In 1912, near Piltdown, England, an amatuer fossil hunter named Charles Dawson "found" the first of two skulls with a human-like cranium and an apelilke jaw. The find was hailed as the missing link between man and ape; for years Piltdown man occupied a prominent place in paleontology. Finally in 1953 he was unmasked: the remains were nothing more than a fabrication of modern human and ape bone doctored to give them the look of antiquity.
But who masterminded the hoax? Dawson was suspected, buÝ some scholars doubt that he had the skills or material to carry it out. In Natural History , Harvard Paleontologist Stephen Jay Gould writes that the young Teilhard, then a student in England and Dawson's friend, could easily have supplied some bones. One bit of evidence: a Teilhard letter written years later to the British scholar Kenneth Oakley, in which the priest commits what Gould calls a "fatal error." Teilhard says that Dawson personally brought him to the site where the second skull was found. "This cannot be," says Gould, because Dawson "discovered" the skull in 1915, after Teilhard had been mustered into the French army and shipped to the front.
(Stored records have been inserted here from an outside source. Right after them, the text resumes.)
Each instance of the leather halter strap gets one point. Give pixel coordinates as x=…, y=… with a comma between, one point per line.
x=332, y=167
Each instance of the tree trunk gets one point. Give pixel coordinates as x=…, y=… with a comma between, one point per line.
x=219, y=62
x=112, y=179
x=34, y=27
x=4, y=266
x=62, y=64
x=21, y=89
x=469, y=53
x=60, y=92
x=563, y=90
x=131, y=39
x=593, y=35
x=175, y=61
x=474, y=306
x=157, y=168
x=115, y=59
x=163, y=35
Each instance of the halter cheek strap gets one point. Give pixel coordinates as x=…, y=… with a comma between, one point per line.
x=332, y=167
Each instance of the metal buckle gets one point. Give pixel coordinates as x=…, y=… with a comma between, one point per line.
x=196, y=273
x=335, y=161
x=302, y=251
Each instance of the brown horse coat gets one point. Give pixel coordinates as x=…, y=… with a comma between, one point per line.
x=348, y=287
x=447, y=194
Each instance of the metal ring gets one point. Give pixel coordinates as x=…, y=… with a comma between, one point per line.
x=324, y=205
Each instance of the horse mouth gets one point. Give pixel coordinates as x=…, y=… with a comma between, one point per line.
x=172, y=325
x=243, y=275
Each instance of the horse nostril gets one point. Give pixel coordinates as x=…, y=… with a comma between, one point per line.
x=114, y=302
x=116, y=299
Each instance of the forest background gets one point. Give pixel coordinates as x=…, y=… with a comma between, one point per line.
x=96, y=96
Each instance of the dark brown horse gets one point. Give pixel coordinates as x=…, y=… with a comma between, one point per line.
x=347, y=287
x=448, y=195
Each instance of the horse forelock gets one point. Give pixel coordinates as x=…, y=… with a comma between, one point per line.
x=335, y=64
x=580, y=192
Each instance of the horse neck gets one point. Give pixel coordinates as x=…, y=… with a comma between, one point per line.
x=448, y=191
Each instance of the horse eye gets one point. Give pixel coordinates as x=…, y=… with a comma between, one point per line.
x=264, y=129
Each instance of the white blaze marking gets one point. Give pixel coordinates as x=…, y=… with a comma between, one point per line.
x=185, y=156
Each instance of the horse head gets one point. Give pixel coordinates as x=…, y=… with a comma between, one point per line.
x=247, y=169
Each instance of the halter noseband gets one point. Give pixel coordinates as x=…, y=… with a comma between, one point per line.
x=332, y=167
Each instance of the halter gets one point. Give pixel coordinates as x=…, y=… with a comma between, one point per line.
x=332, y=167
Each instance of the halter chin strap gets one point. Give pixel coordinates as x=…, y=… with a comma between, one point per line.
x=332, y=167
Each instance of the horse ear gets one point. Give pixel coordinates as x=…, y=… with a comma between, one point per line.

Gould's theory stirred an instant uproar. Says American paleontologist George Gaylord Simpson, a friend of Teilhard's: "I don't think it was in his character." J. S. Weiner, who with Oakley helped expose the forgery, doubts that Teilhard would have risked his burgeoning scientific career with such a ruse. Gould remains convinced it was a youthful joke that succeeded so well it made a confession difficult. Says he, "The burden of proof must now rest with those who would hold Father Teilhard blameless."